Computer Go - Performance

Performance

Go has long been considered a difficult challenge in the field of AI and is considerably more difficult to solve than chess. Mathematician I. J. Good wrote in a 1965 New Scientist

"Go on a computer? – In order to programme a computer to play a reasonable game of Go, rather than merely a legal game – it is necessary to formalise the principles of good strategy, or to design a learning programme. The principles are more qualitative and mysterious than in chess, and depend more on judgment. So I think it will be even more difficult to programme a computer to play a reasonable game of Go than of chess."

The first Go program was written by Albert Zobrist in 1968 as part of his thesis on pattern recognition. It introduced an influence function to estimate territory and Zobrist hashing to detect ko.

Recent developments in Monte Carlo Tree Search and machine learning have brought the best programs to high dan level on the small 9x9 board. In 2009, the first such programs appeared which could reach and hold low dan-level ranks on the KGS Go Server also on the 19x19 board.

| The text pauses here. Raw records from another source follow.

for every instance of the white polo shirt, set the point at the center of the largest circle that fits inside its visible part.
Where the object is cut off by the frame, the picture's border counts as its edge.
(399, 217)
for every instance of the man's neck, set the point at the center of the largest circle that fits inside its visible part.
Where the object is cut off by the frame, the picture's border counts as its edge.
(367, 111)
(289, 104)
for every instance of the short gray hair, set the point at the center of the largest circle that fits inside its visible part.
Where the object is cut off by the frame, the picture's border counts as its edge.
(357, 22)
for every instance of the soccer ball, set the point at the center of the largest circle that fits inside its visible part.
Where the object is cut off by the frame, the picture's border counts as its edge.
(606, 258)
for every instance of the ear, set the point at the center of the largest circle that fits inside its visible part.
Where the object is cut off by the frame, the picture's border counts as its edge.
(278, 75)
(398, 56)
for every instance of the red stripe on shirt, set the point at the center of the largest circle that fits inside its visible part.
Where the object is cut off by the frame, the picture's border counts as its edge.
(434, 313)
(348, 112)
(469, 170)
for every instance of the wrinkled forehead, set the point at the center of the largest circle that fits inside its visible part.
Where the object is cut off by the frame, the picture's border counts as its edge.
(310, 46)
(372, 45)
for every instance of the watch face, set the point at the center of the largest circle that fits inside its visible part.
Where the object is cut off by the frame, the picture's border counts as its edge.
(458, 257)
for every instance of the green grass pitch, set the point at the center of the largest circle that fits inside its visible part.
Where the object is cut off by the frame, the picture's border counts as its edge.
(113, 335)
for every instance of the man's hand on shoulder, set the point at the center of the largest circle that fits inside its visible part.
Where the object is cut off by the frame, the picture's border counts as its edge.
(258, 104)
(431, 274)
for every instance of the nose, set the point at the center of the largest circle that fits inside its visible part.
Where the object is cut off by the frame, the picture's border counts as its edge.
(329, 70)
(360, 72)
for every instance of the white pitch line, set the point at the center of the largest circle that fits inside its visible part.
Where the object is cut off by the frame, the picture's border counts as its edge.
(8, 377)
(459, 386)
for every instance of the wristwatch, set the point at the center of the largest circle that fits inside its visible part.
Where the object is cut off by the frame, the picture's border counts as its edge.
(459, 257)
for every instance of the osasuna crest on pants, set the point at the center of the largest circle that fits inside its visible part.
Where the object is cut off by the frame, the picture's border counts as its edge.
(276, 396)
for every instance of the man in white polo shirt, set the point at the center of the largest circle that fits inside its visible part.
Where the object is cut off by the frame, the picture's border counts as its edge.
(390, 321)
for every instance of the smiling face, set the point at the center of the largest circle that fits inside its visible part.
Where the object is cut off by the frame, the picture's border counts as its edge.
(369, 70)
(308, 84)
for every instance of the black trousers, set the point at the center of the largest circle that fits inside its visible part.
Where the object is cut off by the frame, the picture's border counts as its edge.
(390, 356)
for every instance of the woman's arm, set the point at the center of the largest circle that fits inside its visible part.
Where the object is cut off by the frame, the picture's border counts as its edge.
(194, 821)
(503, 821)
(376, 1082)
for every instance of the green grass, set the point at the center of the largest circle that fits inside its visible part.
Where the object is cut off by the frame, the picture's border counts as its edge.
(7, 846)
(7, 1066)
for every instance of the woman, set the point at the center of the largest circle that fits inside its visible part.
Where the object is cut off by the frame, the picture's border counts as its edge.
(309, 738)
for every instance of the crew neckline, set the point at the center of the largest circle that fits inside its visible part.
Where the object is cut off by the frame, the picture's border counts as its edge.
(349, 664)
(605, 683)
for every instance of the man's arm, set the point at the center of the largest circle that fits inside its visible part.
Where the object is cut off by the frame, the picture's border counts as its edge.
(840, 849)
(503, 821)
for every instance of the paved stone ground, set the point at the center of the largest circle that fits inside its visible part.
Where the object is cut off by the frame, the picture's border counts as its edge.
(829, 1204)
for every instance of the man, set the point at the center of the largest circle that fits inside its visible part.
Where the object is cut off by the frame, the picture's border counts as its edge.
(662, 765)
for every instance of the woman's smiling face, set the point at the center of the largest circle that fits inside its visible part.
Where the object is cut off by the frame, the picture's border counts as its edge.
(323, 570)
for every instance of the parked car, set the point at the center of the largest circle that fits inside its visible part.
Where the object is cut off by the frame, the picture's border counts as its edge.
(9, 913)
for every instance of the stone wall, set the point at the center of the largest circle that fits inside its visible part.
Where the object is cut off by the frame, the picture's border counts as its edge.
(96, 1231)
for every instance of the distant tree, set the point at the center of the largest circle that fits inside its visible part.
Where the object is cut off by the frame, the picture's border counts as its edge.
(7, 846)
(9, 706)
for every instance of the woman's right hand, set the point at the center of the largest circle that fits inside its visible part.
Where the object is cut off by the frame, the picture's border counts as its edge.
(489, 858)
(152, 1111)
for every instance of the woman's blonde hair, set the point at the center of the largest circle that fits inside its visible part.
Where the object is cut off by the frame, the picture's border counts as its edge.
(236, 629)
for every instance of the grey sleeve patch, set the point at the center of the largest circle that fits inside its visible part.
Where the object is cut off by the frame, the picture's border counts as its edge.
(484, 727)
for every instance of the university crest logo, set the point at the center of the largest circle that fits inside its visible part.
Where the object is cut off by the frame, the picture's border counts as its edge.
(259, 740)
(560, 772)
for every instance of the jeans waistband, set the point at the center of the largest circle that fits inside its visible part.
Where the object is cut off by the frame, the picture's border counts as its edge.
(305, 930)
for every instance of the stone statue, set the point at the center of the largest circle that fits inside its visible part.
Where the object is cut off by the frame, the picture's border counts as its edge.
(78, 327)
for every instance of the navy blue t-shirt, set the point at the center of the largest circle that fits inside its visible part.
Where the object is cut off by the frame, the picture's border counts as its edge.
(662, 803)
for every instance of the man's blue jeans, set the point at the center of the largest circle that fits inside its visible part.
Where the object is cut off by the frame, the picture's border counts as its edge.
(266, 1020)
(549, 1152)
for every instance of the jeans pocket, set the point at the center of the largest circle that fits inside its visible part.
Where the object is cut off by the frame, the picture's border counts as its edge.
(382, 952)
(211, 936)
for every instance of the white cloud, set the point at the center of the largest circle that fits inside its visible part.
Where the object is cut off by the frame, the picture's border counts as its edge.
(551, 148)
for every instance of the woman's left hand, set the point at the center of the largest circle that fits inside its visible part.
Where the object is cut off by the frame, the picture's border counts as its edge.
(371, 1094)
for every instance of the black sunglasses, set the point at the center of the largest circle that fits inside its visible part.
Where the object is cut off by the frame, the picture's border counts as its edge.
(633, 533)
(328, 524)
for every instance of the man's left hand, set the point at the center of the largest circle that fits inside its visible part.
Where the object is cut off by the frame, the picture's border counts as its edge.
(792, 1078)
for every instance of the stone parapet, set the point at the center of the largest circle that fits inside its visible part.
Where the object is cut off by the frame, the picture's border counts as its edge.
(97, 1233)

In 2012, the best Go program on KGS is ranked 6 dan. In 1998, very strong players were able to beat computer programs at handicaps of 25–30 stones, an enormous handicap that few human players would ever take. There was a case in the 1994 World Computer Go Championship where the winning program, Go Intellect, lost all 3 games against the youth players on a 15-stone handicap. In general, players who understood and exploited a program's weaknesses could win with much larger handicaps than typical players.